Il soutient qu'il fait partie d'un groupe de douze chefs d'entreprises de la région prêts à investir pour « acheter deux ou trois grands joueurs ». Coup de bluff ? Tentative de déstabilisation ? La proposition a-t-elle une chance de se concrétiser ?

« Je ne me vois personnellement aucun avenir (à la tête du club, NDLR), car seul l'avenir du club m'intéresse. Avec ou sans moi à sa tête », affirme Esfandiar Bakhtiar.

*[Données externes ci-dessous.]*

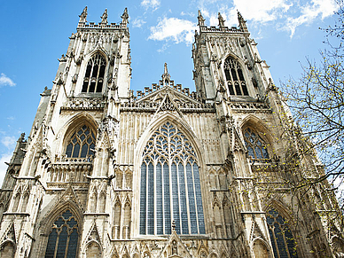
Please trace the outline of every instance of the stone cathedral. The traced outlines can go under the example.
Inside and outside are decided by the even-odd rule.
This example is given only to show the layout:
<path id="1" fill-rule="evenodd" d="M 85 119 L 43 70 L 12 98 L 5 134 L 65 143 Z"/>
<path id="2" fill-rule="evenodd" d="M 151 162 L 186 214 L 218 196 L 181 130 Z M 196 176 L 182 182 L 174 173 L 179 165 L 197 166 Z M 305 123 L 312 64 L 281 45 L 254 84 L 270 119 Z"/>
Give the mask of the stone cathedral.
<path id="1" fill-rule="evenodd" d="M 0 257 L 343 257 L 327 182 L 291 186 L 322 166 L 285 162 L 290 112 L 240 13 L 228 27 L 199 12 L 195 92 L 167 64 L 131 90 L 127 9 L 86 19 L 8 164 Z"/>

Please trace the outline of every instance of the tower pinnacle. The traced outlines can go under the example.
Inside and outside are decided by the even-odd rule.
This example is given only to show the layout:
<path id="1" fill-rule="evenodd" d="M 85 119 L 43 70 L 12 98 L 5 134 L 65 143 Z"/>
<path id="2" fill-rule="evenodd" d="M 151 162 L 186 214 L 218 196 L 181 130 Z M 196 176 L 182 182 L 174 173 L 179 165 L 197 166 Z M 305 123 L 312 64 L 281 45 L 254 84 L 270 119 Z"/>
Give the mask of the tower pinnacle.
<path id="1" fill-rule="evenodd" d="M 79 22 L 86 22 L 86 18 L 87 18 L 87 6 L 83 9 L 82 14 L 79 15 L 80 20 Z"/>

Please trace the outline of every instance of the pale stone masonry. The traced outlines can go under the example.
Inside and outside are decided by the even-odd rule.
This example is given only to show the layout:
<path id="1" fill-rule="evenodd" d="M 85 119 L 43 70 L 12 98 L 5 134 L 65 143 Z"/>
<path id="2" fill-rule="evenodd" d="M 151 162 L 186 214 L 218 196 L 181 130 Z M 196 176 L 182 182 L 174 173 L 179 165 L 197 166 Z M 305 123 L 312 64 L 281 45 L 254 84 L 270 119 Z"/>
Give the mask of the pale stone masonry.
<path id="1" fill-rule="evenodd" d="M 80 15 L 9 163 L 0 257 L 344 255 L 327 183 L 291 191 L 301 173 L 282 161 L 291 114 L 240 13 L 227 27 L 199 12 L 196 92 L 167 64 L 158 83 L 130 90 L 128 19 Z"/>

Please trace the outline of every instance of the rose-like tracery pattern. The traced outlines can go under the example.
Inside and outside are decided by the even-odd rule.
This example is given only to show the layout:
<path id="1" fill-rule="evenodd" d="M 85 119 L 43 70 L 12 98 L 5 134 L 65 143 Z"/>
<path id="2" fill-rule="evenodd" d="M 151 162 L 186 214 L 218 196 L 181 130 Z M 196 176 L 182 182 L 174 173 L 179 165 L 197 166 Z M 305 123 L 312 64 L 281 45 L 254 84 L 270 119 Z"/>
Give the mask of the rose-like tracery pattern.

En attendant une éventuelle recomposition de l'actionnariat, les yeux sont tournés sur le calendrier de Ligue 2. Ce vendredi 13 mai, au parc des sports d'Annecy, l'Évian-Thonon-Gaillard Football Club reçoit le Nîmes Olympique pour la dernière journée du championnat. Le match sera décisif. Au coup de sifflet final, l'ETGFC saura s'il demeure en Ligue 2, avec l'espoir de renouer avec les succès passés ou s'il est relégué en National, replongeant dans le football amateur, six ans après l'avoir quitté.